TRADEMARK infringement on the Internet has also led to controversy and legal disputes. One of the biggest concerns for registered trademark and SERVICE MARK holders is protection of the mark on the Internet. As Internet participants establish sites on the Web, they must create domain names, which are names that designate the location of the web site. Besides providing a name to associate with the person or business that created the site, a domain name makes it easy for Internet users to find a particular home page or web site.
As individuals and businesses devised domain names in this medium, especially during the mid to late 1990s, they found that the names they created were similar to, or replicas of, registered trademarks and service marks. Several courts have considered complaints that use of a domain name violated the rights of a trademark or service mark holder, and early decisions did not favor these parties' rights.
In 1999, Congress enacted the Anti-cyber-squatting Consumer Protection Act, Pub. L. No. 106-113, 113 Stat. 1501. The act strengthened the rights of trademark holders by giving these owners a CAUSE OF ACTION against so-called "cybersquatters" or "cyberpirates," individuals who register a third-party's trademark as a domain name for the purpose of selling it back to the owner for a profit.

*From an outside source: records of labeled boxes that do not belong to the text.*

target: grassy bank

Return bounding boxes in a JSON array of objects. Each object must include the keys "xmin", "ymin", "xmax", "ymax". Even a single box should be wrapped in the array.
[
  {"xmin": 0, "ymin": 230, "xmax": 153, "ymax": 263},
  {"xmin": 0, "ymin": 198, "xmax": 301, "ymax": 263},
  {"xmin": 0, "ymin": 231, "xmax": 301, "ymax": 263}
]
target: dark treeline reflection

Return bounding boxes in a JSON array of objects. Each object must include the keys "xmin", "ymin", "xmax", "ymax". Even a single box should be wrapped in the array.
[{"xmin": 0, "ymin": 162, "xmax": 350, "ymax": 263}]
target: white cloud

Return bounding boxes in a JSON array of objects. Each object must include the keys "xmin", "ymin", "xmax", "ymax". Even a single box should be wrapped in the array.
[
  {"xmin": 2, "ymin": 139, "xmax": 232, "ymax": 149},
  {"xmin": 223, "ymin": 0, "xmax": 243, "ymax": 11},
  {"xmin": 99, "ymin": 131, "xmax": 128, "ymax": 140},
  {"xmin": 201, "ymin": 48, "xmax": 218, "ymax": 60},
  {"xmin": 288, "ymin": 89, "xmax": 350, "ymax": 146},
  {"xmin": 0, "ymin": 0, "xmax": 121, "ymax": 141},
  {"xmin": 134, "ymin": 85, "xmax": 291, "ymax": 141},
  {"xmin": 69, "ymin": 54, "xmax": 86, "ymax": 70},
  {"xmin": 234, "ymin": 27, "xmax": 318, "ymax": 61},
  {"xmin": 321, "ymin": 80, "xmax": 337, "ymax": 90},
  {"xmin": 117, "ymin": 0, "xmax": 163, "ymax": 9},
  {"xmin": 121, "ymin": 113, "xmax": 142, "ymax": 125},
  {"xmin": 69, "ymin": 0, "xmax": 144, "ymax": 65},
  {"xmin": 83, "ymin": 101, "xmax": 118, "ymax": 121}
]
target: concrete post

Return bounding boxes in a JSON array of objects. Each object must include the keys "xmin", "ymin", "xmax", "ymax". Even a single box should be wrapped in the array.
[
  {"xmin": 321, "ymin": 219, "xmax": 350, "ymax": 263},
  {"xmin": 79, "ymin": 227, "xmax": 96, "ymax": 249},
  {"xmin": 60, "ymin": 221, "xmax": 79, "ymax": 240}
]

Prior to the enactment of this law, an individual could register a domain name using the trademark or service mark of a company, and the company would have to use a different domain name or pay the creator a sum of money for the right to use the name. Thus, for example, an individual could register the name www.ibm.com, which most web users would have associated with International Business Machines (IBM), the universally recognized business. Because another individual used this domain name, IBM could not create a Web site using www.ibm.com without paying the cyber-squatter a fee for its use. The 1999 legislation eradicated this problem.
During the 1990s, a number of companies were formed that operated completely on the Internet. Due to the overwhelming success of these companies, the media dubbed this phenomenon the "dot-com bubble." The success of these companies was relatively short-lived, as the "bubble" burst in early 2000. Many of these Internet companies went out of business, while those that remained had to reconsider new business strategies.
Notwithstanding these setbacks, the Internet itself has continued to develop and evolve. During the 1990s, the vast majority of Internet users relied upon telephone systems to log on to the Internet. This trend has changed drastically in recent years, as many users have subscribed to services that provide broadband access through such means as cable lines, satellite feeds, and other types of high-speed networks. These new methods for connecting to the Internet allow users to retrieve information at a much faster rate of speed. They will likely continue to change the types of content that are available through this means of telecommunications.